Akankah Panglima TNI sekarang, Jenderal Andika Perkasa bila terjadi situasi seperti tahun 1966 dan 1998 mendapat semacam surat sakti Super Semar atau Inpres misalnya dari Presiden Jokowi? Tergantung situasi saat itu. Prediksi penulis, Jenderal Andika Perkasa akan mengambil alih kekuasaan seandainya ada surat mandat dari Jokowi.
Skenario ketiga ini bisa dianggap win-win solution bagi rezim Jokowi-LBP, HP dan MSP. Andika Perkasa sebagai RI 1 sementara Puan Maharani akan didapuk sebagai RI 2 sampai diselenggarakannya Pemilu tahun 2024. PS benar-benar gigit jari.

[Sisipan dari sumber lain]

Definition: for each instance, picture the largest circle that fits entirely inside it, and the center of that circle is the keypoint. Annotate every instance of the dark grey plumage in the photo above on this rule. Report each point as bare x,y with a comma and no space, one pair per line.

Sekadar mengingatkan kembali. Dalam enam masa kepresidenan Indonesia. Tiga presiden turun di tengah jalan dan dua presiden lagi meneruskan sisa jabatan dan hanya Presiden SBY tuntas hingga masa jabatan berakhir.
Soekarno misalnya, jatuh setelah ada peristiwa pemberontakan G 30 S/PKI. Sementara Soeharto berhenti di tengah jalan setelah kondisi politik dan ekonomi memaksa Soeharto turun. Terakhir, Abdurrahman Wahid lengser akibat skandal bulog.
Tiga presiden habis masa jabatan. Dua diantaranya, BJ. Habibie dan Megawati Soekarno Putri meneruskan setelah Soeharto dan Gus Dur turun di tengah jalan. Hanya Susilo Bambang Yudhoyono, satu-satunya Presiden Indonesia dua periode selamat sampai masa jabatan berakhir.
Jokowi sebagai Presiden Indonesia ke 7 sedang menghadapi tantangan sangat berat. Ekonomi morat marit, utang menggunung, keuangan negara cekak, barang pokok dan bbm mahal, gejolak politik dalam negeri dan isu adanya anggapan di masyarakat bahwa secara de facto PKI telah berkuasa. Hal inilah yang bisa memicu krisis politik berujung lengsernya Jokowi.
Bertahankah rezim Jokowi-LBP hingga tahun 2024? Lihat dan tunggu dalam beberapa pekan ke depan apa yang akan terjadi.
Sekarang bulan Ramadhan. Perbanyaklah berdoa untuk kebaikan bangsa dan negara Indonesia. Mintalah presiden yang melaksanakan Pancasila dan UUD 18 Agustus 1945 secara murni dan konsekuen.